BRUTEs could be carried in most parcels vans or passenger brake coaches with double-width doors, and several types of van were specially modified to carry them. Yellow circular 'BRUTE CIRCUIT ONLY' labels on the side identified them. When TOPS CARKND codes were introduced they had different codes from unmodified vans.

Modified bogie General Utility Vans (GUVs) had hinged beams that folded down inside the double doors to protect them from bursting open if a BRUTE hit them. The steps below the doors were removed as these were easily damaged by careless unloading. They were given TOPS CARKIND NK.

Many four-wheeled British Rail-built Covered Carriage Trucks (CCTs) were fitted with chains inside to stop BRUTEs moving during transit. They were given TOPS CARKIND NP.

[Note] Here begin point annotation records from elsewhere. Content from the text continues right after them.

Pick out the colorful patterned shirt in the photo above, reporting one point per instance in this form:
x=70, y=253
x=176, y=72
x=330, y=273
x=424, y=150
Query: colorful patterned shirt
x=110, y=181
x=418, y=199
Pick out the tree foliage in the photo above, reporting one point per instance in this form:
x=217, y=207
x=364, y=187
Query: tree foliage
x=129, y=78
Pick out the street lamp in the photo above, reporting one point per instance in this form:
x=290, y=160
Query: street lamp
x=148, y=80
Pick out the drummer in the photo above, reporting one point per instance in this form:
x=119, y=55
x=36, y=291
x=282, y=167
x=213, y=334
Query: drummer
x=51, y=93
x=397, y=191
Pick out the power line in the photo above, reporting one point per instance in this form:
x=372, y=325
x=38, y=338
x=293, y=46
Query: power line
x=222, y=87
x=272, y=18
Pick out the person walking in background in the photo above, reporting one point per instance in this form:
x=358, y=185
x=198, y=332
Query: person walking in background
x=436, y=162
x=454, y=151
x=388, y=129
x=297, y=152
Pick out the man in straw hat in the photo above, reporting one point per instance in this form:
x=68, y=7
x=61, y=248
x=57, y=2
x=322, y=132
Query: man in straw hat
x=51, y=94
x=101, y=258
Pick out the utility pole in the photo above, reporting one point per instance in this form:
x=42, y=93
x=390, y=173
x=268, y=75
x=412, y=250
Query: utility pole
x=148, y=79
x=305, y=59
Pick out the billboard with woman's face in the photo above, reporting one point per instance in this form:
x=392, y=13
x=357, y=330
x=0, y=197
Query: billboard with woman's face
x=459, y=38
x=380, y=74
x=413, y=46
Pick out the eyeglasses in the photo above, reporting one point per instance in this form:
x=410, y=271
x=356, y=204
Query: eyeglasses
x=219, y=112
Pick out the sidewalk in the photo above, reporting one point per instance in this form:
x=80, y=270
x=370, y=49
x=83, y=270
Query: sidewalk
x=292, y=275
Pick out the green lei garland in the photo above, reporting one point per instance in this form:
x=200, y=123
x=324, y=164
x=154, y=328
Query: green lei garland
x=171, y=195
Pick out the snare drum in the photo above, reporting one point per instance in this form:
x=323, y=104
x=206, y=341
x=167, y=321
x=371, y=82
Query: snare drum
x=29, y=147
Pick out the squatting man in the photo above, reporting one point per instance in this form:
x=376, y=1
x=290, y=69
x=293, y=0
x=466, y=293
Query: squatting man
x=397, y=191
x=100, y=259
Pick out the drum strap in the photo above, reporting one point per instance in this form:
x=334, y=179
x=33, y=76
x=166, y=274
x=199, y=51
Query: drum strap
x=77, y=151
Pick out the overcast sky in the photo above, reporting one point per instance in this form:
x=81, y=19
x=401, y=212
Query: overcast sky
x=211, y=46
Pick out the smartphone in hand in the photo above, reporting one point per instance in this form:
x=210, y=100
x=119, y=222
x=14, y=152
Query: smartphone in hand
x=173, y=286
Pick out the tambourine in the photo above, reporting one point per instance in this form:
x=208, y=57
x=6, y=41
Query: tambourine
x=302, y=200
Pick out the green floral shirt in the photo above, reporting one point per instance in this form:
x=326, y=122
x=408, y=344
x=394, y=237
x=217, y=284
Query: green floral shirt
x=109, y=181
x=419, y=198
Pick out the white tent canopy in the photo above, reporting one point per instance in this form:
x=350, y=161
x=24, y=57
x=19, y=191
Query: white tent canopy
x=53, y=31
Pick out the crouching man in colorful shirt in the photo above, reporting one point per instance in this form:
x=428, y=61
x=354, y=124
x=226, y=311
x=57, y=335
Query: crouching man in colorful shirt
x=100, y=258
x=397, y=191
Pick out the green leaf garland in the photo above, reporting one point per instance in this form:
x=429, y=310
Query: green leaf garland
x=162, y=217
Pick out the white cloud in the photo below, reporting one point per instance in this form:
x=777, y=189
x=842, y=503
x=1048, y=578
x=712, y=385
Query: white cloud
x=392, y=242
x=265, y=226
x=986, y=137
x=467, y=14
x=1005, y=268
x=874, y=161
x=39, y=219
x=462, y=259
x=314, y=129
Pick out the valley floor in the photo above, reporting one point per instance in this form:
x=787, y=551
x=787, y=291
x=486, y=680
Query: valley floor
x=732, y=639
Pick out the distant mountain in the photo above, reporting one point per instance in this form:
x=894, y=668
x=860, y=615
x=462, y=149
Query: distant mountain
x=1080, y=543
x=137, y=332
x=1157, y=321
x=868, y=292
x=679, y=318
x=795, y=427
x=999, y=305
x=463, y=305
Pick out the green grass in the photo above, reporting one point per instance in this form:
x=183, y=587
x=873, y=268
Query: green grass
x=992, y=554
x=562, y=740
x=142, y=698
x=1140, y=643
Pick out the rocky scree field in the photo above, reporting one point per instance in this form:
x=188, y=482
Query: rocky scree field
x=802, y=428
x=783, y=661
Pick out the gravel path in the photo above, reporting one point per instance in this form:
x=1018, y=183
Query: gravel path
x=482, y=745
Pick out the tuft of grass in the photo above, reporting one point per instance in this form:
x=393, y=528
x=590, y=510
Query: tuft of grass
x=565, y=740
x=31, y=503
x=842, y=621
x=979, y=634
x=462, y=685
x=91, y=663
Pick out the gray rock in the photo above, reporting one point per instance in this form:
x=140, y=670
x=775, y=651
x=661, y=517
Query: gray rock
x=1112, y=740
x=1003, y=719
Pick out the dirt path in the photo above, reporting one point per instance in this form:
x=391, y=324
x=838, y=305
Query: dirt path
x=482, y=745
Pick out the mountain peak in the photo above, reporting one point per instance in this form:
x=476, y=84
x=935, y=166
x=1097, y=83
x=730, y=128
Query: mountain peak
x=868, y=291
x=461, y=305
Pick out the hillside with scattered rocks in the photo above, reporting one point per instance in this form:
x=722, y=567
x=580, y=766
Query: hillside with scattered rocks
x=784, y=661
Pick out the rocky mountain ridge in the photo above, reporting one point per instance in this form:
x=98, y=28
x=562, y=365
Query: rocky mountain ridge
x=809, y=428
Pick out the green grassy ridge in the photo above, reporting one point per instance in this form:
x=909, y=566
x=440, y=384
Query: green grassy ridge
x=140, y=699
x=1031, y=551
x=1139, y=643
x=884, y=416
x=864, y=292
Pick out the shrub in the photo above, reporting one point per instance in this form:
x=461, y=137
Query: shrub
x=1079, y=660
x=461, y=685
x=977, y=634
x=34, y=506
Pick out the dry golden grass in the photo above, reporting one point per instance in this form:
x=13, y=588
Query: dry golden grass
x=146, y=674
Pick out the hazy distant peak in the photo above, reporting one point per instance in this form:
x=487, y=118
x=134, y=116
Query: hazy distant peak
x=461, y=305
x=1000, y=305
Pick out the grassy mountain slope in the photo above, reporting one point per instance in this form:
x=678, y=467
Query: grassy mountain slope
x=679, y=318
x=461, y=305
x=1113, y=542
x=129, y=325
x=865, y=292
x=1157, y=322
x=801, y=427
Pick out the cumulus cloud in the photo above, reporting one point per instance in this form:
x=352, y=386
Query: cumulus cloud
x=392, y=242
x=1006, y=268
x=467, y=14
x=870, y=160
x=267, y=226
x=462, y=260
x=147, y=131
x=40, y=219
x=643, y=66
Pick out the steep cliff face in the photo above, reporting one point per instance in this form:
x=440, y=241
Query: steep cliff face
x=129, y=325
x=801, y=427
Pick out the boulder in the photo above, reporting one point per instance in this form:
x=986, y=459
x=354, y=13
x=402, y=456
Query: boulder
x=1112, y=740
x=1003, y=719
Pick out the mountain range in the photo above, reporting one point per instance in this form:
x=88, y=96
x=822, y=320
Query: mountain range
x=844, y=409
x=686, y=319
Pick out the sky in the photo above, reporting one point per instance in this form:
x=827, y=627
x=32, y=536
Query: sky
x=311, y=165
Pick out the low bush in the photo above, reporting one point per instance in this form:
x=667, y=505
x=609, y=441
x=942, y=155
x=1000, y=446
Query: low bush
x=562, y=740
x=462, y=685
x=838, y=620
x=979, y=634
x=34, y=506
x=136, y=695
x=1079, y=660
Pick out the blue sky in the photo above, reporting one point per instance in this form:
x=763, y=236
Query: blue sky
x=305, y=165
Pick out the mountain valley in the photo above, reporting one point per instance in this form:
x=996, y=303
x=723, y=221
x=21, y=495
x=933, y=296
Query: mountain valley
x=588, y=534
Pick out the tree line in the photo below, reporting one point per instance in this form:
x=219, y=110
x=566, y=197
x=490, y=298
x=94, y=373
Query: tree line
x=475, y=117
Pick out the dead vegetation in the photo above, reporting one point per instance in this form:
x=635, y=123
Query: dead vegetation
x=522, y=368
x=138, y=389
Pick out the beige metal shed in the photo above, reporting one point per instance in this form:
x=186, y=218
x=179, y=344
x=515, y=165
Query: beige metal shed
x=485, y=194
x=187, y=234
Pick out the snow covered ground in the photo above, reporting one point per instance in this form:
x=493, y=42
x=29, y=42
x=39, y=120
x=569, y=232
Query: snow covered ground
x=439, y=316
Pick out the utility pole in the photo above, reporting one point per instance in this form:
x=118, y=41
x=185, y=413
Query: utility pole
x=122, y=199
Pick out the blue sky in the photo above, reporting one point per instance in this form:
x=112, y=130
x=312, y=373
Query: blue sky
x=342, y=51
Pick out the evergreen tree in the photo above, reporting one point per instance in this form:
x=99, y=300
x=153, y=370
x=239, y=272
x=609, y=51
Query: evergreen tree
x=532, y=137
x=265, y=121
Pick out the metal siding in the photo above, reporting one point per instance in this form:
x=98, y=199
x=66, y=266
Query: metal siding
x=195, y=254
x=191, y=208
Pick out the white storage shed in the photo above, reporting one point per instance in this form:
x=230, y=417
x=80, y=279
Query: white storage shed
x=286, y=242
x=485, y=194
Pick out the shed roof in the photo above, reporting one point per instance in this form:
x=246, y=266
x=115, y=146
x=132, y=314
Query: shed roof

Parcels Carrying Van (PCV) E85000 was constructed in 1970 as a BRUTE carrier. It was built from GRP on the underframe of corridor composite Sc15170. It was in service until 1982.

==Preservation==

There are some BRUTEs in The Warehouse at the National Railway Museum, York and at the Museum of the Great Western Railway, Swindon.

Two have been preserved at the Keighley & Worth Valley Railway in West Yorkshire.

Eight have been preserved by the Quorn Wagon & Wagon group at the Great Central Railway.

One is conserved and on display at the East Anglian Railway Museum.